02 June 2011

HMRC does not intend to amend the new regulations allowing an employee's legal costs on termination to be paid by the employer free of tax, despite the new regulations being narrower than the previous regime.

Pinsent Masons reports the following:

An extra-statutory concession allowed an employee's legal costs to be paid by the employer free of tax if they were either ordered to be paid by a court or tribunal or, if paid direct to the employee's lawyer under the terms of a compromise agreement. This concession was recently withdrawn and formally enacted into legislation by theEnactment of Extra-Statutory Concessions Order 2011. The Order affects payments made on or after 6 April 2011.

It waswidely acknowledgedthat the Order was narrower in scope than the extra-statutory concession – as drafted, it only applies where the settlement agreement complies with the compromise agreement provisions under the Employment Rights Act 1996 (ERA). Therefore, on a strict interpretation, there was concern that the tax concession no longer applied in cases involving a COT3 agreement reached with the help of Acas, or a compromise agreement which only referred to legislation such as the Equality Act 2010.

HMRC initially announced that it would look into the issue and if necessary, seek an amendment.

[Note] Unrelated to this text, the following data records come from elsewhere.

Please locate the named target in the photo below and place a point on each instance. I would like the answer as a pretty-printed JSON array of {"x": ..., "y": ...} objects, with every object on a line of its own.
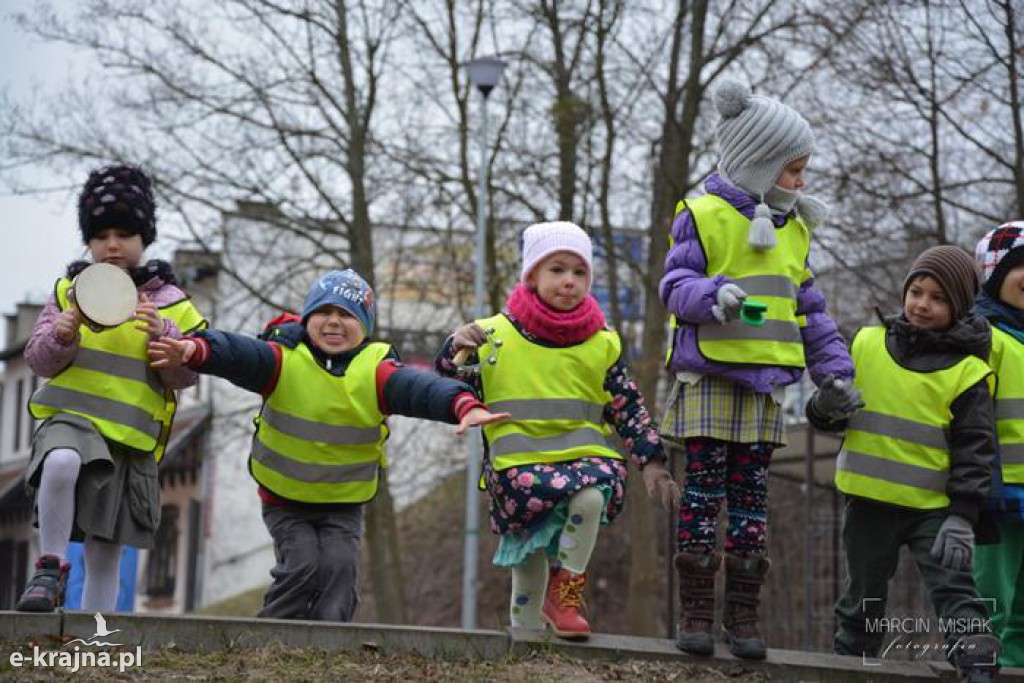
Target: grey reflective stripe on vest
[
  {"x": 774, "y": 286},
  {"x": 781, "y": 331},
  {"x": 98, "y": 407},
  {"x": 1010, "y": 409},
  {"x": 905, "y": 430},
  {"x": 318, "y": 431},
  {"x": 515, "y": 443},
  {"x": 1012, "y": 454},
  {"x": 118, "y": 366},
  {"x": 892, "y": 471},
  {"x": 550, "y": 409},
  {"x": 312, "y": 472}
]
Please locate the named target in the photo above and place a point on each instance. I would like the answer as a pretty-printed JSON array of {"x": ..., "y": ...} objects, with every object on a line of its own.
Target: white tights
[{"x": 56, "y": 518}]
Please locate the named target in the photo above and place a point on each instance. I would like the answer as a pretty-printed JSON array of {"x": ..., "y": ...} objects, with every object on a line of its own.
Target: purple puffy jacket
[{"x": 689, "y": 294}]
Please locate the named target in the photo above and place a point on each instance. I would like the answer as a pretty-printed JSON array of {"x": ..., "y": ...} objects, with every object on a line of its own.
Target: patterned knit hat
[
  {"x": 997, "y": 253},
  {"x": 954, "y": 270},
  {"x": 758, "y": 136},
  {"x": 119, "y": 197},
  {"x": 346, "y": 290},
  {"x": 542, "y": 240}
]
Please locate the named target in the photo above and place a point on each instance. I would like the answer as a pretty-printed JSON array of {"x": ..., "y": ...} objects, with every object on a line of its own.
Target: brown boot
[
  {"x": 743, "y": 579},
  {"x": 696, "y": 601}
]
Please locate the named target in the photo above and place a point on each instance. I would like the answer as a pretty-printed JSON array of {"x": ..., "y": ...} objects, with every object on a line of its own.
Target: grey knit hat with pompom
[{"x": 758, "y": 136}]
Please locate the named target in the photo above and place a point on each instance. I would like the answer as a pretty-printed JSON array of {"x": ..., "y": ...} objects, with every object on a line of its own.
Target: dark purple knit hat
[
  {"x": 119, "y": 196},
  {"x": 954, "y": 270}
]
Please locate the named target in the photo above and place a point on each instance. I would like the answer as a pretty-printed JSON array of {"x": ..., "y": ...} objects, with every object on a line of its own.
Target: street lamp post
[{"x": 484, "y": 74}]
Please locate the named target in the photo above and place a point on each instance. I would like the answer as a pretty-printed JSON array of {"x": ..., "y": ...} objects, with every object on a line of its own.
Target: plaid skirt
[{"x": 711, "y": 407}]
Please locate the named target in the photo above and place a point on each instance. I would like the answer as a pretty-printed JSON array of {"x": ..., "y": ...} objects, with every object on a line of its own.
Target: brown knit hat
[{"x": 954, "y": 270}]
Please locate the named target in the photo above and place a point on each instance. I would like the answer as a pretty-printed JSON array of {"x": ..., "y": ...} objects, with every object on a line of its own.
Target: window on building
[
  {"x": 18, "y": 408},
  {"x": 163, "y": 563}
]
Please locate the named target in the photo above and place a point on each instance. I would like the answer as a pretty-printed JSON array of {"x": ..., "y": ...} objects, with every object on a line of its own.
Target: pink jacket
[{"x": 47, "y": 355}]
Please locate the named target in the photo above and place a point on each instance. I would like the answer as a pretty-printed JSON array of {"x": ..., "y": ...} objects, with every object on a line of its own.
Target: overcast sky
[{"x": 40, "y": 232}]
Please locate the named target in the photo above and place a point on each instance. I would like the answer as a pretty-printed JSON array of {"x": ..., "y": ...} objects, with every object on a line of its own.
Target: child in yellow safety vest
[
  {"x": 553, "y": 474},
  {"x": 318, "y": 447},
  {"x": 745, "y": 241},
  {"x": 915, "y": 462},
  {"x": 107, "y": 416},
  {"x": 998, "y": 567}
]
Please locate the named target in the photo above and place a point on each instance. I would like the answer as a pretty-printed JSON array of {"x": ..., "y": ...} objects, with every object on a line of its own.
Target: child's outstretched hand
[
  {"x": 478, "y": 416},
  {"x": 167, "y": 352},
  {"x": 468, "y": 336},
  {"x": 67, "y": 324},
  {"x": 660, "y": 485},
  {"x": 147, "y": 314}
]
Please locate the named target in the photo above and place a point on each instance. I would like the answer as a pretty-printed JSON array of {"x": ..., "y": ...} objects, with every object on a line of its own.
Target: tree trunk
[{"x": 671, "y": 178}]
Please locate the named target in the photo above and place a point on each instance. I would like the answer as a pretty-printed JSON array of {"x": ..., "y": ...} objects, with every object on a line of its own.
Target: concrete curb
[{"x": 189, "y": 633}]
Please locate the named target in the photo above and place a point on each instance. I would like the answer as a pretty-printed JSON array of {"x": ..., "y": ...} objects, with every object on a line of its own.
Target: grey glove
[
  {"x": 729, "y": 300},
  {"x": 836, "y": 399},
  {"x": 953, "y": 545}
]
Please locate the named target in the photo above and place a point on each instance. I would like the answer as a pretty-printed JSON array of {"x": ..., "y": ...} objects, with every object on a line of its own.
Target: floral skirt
[{"x": 523, "y": 499}]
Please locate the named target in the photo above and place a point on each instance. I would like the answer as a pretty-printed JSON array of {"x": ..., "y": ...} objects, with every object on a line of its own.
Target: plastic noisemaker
[{"x": 753, "y": 312}]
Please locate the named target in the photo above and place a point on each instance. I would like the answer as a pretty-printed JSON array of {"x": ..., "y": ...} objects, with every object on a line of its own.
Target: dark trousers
[
  {"x": 317, "y": 556},
  {"x": 872, "y": 535}
]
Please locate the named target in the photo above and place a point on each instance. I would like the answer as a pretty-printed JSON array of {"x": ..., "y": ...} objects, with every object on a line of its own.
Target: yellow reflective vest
[
  {"x": 555, "y": 395},
  {"x": 1008, "y": 361},
  {"x": 772, "y": 276},
  {"x": 897, "y": 447},
  {"x": 111, "y": 384},
  {"x": 320, "y": 438}
]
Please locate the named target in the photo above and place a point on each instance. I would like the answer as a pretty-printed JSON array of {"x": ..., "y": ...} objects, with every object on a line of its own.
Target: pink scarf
[{"x": 558, "y": 327}]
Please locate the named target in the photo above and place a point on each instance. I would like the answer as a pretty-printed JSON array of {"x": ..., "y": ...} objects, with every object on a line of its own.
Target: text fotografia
[{"x": 74, "y": 660}]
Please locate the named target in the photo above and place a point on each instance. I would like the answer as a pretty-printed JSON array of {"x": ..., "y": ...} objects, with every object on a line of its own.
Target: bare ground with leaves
[{"x": 278, "y": 664}]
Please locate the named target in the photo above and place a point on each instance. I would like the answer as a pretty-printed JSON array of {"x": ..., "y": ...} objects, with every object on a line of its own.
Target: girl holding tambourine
[{"x": 105, "y": 413}]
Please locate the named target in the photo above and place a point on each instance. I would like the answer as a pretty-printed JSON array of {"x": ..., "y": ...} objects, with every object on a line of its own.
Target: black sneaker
[{"x": 46, "y": 590}]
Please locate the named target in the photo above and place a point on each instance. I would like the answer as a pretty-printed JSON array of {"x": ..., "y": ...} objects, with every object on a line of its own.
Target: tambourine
[{"x": 104, "y": 295}]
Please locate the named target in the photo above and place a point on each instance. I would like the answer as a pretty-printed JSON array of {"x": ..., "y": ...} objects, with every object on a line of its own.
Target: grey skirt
[{"x": 117, "y": 498}]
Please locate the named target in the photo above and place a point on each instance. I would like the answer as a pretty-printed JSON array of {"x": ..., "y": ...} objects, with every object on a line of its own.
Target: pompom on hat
[
  {"x": 542, "y": 240},
  {"x": 121, "y": 197},
  {"x": 997, "y": 253},
  {"x": 346, "y": 290},
  {"x": 758, "y": 136}
]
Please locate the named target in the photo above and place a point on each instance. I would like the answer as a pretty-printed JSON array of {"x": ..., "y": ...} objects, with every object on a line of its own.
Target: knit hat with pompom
[
  {"x": 758, "y": 136},
  {"x": 120, "y": 197}
]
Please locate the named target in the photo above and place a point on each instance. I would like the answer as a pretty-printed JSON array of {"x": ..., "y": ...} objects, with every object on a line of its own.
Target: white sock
[
  {"x": 529, "y": 581},
  {"x": 56, "y": 501},
  {"x": 102, "y": 575}
]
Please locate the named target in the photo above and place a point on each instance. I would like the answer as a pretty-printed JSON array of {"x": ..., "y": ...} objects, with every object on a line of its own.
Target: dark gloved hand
[
  {"x": 729, "y": 299},
  {"x": 953, "y": 545},
  {"x": 470, "y": 335},
  {"x": 836, "y": 399}
]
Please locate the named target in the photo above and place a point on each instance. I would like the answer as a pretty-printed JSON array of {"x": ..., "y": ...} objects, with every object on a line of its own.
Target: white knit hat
[{"x": 542, "y": 240}]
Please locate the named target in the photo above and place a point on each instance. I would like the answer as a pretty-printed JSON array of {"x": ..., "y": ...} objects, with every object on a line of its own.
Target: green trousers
[
  {"x": 998, "y": 569},
  {"x": 872, "y": 536}
]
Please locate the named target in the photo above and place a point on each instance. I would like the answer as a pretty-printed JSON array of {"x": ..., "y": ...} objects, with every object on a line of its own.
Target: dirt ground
[{"x": 274, "y": 664}]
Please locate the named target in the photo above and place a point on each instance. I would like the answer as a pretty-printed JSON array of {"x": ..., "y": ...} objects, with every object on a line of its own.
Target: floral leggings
[{"x": 717, "y": 470}]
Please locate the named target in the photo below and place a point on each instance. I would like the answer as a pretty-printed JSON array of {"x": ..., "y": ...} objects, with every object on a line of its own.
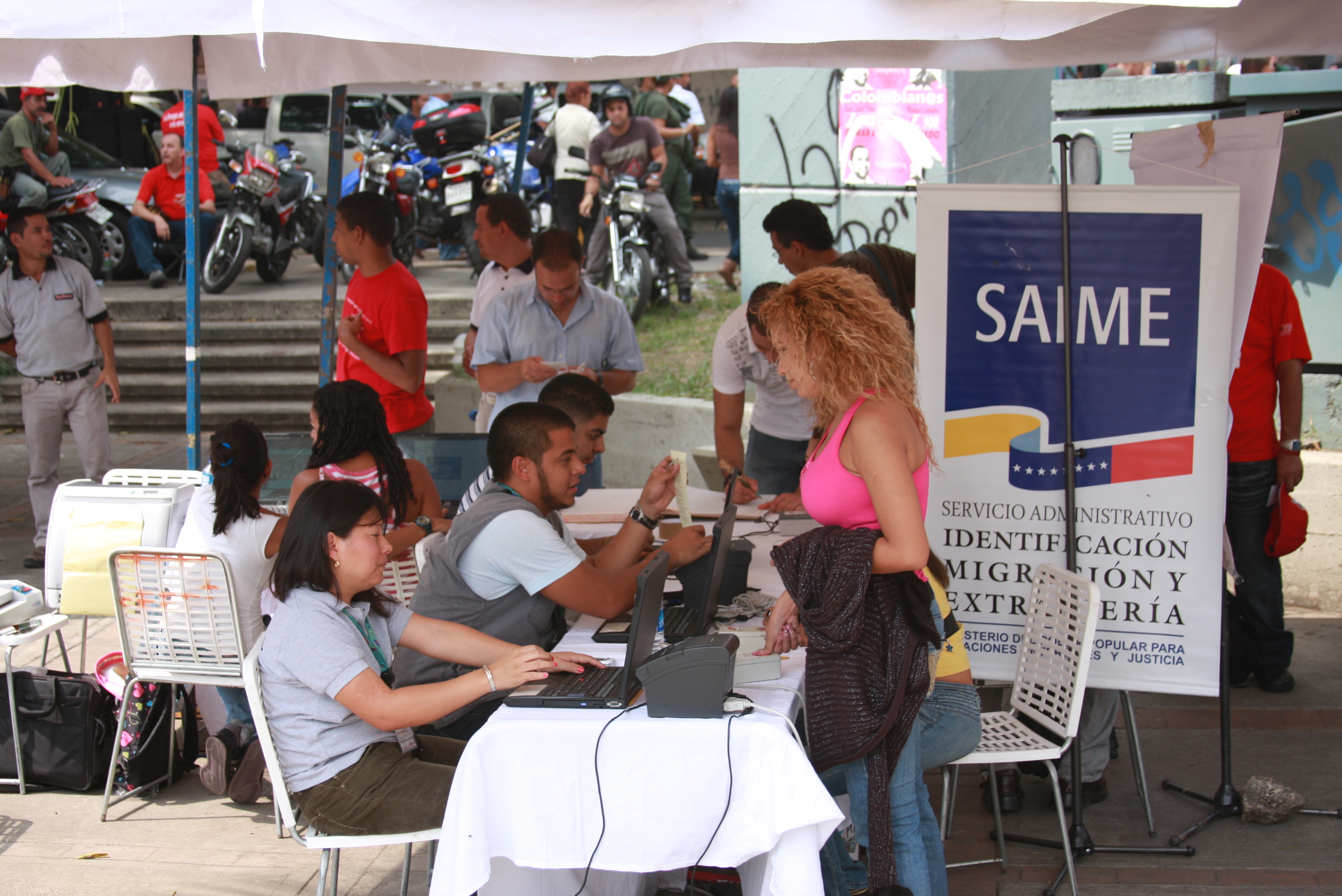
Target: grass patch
[{"x": 677, "y": 343}]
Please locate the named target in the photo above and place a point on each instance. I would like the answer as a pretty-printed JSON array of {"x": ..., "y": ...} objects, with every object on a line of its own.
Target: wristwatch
[{"x": 642, "y": 519}]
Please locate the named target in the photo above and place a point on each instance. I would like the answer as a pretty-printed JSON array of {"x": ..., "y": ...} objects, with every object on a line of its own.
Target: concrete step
[
  {"x": 443, "y": 305},
  {"x": 262, "y": 386},
  {"x": 234, "y": 356},
  {"x": 218, "y": 332},
  {"x": 226, "y": 397}
]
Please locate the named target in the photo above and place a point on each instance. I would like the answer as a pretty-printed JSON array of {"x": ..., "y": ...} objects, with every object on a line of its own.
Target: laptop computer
[
  {"x": 688, "y": 620},
  {"x": 614, "y": 687}
]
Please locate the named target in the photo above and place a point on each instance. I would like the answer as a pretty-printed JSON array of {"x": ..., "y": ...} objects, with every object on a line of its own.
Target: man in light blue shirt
[{"x": 536, "y": 330}]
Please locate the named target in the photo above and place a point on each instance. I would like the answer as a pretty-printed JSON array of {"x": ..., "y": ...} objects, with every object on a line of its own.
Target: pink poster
[{"x": 892, "y": 125}]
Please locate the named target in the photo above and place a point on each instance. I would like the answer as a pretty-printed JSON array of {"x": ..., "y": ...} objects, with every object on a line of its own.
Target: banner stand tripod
[{"x": 1079, "y": 839}]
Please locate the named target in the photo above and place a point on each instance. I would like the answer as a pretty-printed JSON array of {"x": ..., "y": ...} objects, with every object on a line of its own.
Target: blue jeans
[
  {"x": 775, "y": 462},
  {"x": 142, "y": 238},
  {"x": 1259, "y": 596},
  {"x": 592, "y": 478},
  {"x": 729, "y": 203},
  {"x": 237, "y": 704}
]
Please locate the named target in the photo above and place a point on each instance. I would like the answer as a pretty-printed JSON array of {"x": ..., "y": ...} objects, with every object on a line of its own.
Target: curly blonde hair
[{"x": 853, "y": 337}]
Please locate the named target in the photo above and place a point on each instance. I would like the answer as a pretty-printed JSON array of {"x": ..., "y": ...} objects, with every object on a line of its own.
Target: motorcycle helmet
[{"x": 616, "y": 92}]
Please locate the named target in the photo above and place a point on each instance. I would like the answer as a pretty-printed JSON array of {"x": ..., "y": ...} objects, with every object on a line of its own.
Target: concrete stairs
[{"x": 261, "y": 358}]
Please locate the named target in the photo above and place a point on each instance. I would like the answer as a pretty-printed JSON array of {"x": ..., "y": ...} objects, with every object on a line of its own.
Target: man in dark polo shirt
[{"x": 54, "y": 324}]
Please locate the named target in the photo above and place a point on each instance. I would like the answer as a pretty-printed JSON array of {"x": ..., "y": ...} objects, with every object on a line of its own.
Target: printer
[{"x": 162, "y": 510}]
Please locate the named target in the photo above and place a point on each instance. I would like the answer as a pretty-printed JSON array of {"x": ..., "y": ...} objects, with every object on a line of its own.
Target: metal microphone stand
[{"x": 1079, "y": 839}]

HMRC has now confirmed that the Order will remain as enacted and that the regulations will not be amended. HMRC has said, however, that the exemption is not limited to agreements that compromise claims under the ERA but applies to all agreements that satisfy the ERA compromise agreement conditions.

In practice, there is still concern that COT3 agreements reached through Acas conciliation may not be able to be used to obtain the benefit of the tax exemption. We are seeking clarification from HMRC about this. In the meantime, employees may find some comfort from HMRC's statement that its intention is not to penalise employees.